Kabul is among the most war ravaged cities in Afghanistan. After 20 years of fighting, life in the densely populated southern districts has become more and more difficult for average people. In addition, the winter season further complicates the lives of the already destitute citizens. Three groups of vulnerable were targeted:

  • Winterisation: The ICRC launched an winterisation programme for 10’000 extremely destitute families (approximately 70,000 individuals). Distributions began in December 2001 and were completed in in February 2002. Each household has been provided with one sandali (a low table placed in the centre of the room with a slow-burning charcoal fire underneath), two bags of charcoals (100 kg), two blankets and a sheet of plastic.
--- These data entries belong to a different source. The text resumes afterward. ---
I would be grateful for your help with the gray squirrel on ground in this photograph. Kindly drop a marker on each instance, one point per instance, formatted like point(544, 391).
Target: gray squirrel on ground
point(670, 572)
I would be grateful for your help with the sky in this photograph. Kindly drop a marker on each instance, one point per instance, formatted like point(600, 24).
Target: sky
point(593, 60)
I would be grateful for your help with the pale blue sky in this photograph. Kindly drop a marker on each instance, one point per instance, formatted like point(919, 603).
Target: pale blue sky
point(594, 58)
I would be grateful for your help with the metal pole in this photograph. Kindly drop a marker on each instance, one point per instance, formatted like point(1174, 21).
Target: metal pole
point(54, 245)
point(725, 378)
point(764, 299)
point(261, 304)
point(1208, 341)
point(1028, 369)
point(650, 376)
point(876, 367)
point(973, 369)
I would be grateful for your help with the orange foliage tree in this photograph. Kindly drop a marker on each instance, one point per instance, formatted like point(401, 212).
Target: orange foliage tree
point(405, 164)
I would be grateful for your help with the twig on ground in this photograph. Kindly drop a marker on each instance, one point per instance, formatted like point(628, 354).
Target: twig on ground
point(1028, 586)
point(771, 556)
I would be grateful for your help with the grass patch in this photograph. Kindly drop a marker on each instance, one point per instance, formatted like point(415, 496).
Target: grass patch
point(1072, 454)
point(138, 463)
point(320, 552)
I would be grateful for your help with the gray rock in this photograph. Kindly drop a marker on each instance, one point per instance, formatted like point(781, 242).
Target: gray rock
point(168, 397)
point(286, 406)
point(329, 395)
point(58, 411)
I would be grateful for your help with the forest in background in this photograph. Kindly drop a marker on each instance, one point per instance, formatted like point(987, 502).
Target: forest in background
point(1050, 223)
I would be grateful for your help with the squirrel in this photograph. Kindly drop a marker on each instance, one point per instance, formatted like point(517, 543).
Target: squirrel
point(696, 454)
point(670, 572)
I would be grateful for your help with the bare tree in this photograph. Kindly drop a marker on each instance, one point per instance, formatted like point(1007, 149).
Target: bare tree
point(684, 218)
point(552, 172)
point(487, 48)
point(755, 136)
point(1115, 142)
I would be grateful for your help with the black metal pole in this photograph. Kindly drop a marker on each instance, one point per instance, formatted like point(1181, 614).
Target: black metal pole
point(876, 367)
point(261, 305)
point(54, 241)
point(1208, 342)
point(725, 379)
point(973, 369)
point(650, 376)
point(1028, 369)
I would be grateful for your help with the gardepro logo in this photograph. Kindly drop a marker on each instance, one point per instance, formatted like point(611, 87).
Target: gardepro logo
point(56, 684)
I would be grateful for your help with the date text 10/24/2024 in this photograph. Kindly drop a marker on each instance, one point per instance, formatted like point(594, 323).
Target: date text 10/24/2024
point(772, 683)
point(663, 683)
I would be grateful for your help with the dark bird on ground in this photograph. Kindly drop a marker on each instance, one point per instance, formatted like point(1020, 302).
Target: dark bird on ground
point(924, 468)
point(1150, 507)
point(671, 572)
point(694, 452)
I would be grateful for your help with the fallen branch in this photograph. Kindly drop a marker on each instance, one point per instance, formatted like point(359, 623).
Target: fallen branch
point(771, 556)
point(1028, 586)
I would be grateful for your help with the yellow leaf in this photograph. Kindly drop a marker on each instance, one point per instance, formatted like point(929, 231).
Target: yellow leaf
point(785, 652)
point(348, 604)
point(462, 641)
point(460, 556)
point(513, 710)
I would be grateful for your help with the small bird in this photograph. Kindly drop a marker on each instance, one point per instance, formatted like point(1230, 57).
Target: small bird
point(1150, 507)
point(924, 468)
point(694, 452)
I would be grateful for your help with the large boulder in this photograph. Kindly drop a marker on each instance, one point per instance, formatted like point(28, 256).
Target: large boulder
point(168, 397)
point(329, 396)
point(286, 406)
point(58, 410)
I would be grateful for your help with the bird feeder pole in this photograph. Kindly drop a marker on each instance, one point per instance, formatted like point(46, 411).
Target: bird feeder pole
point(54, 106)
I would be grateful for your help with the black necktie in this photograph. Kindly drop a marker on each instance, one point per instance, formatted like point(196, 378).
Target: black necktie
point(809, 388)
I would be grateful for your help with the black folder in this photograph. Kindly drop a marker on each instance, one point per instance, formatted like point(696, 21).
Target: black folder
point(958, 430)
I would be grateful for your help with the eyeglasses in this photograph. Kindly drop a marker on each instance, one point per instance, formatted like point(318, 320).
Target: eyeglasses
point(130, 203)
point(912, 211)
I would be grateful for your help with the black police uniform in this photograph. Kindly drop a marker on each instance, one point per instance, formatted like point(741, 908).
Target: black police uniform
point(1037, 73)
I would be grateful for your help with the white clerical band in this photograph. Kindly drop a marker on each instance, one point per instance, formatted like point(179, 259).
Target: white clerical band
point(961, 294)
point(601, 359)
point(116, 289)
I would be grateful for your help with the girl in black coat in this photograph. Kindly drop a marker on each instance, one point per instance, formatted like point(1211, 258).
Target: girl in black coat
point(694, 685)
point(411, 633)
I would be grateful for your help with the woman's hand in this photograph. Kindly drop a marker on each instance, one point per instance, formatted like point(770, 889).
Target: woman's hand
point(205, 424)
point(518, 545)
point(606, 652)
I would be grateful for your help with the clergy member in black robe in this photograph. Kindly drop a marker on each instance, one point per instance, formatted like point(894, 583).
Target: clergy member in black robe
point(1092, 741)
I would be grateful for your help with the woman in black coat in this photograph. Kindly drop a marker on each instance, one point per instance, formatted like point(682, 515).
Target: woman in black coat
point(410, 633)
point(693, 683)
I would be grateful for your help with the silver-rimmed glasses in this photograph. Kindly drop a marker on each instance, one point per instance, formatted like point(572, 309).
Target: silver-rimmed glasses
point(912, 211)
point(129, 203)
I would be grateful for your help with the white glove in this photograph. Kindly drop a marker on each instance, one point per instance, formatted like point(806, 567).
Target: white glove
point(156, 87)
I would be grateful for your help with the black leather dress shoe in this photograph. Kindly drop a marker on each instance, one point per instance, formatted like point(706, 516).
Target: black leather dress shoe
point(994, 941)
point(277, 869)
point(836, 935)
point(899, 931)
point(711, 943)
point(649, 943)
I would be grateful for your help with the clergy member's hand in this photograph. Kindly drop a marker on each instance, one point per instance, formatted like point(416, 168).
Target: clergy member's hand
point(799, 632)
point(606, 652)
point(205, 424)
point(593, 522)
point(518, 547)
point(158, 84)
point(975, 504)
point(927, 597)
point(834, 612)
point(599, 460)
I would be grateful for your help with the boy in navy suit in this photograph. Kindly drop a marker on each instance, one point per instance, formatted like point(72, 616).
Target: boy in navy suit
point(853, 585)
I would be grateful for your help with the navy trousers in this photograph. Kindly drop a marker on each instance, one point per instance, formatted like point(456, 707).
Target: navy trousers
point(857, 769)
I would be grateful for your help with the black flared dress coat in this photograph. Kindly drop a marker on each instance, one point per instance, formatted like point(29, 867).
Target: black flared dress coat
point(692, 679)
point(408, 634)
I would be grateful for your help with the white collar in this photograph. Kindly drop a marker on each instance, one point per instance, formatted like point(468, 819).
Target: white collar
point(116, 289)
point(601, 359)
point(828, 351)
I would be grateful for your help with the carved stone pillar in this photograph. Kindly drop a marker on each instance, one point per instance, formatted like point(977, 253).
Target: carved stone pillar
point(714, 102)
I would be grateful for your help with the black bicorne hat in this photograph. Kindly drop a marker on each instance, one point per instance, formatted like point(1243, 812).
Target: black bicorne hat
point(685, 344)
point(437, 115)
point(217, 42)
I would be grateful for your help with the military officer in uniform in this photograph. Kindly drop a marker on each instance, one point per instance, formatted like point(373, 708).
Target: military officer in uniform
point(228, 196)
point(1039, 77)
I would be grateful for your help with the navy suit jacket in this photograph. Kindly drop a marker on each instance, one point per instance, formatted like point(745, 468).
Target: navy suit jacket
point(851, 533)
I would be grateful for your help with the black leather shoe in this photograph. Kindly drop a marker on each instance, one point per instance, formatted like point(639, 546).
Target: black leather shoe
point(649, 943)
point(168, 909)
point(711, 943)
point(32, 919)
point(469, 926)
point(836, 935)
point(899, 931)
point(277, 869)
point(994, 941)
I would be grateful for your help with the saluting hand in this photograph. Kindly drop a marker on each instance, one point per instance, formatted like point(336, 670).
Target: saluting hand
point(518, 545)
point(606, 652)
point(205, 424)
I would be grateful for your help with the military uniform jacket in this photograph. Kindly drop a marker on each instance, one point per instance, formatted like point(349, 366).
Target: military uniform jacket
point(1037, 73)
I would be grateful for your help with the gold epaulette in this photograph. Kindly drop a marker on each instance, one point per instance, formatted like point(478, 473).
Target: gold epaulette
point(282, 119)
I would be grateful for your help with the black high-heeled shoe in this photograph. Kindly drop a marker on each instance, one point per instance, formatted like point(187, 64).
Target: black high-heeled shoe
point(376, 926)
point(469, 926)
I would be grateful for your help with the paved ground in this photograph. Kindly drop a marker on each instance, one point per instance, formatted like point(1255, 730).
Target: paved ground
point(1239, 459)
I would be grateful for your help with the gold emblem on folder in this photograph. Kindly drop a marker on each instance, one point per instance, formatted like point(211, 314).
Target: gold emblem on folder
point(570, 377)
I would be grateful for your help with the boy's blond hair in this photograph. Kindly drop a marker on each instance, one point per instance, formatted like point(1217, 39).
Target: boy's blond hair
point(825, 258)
  • Disabled: During October and November 2001, the ICRC carried out an extraordinary food distribution for close to 8,000 disabled head of households and vulnerable households. More than 1,200 MT of food (rice, split peas and ghee) was distributed

  • Bomb affected: Between October and November 2001, the ICRC carried out a survey to identify the households affected by the bombardments in Kabul. The assistance was then delivered according to the level of destruction inflicted on their residences. Most of the househ olds were provided with shelter material, and windows to replace shuttered ones. In some cases, food rations were delivered to cover their immediate necessities.

 Key figures  

  • Apart from the main delegation in Kabul, the ICRC has 5 sub delegations, 5 offices, and four logistics centers (Peshawar/Pakistan, Mashad/Iran, Dushanbe/Tajikistan and Turkmenabad/Turkmenistan).

  • Staff: ICRC has close to 140 expatriate delegates in Afghanistan and more than 1’000 local staff.

  • ICRC Afghanistan operates approximately 35 trucks, and more than 120 light vehicles.

  • The Afghanistan delegation has 4 planes (two beach crafts, one Hercules and an Antonov 74) operating out of Peshawar and Mashad.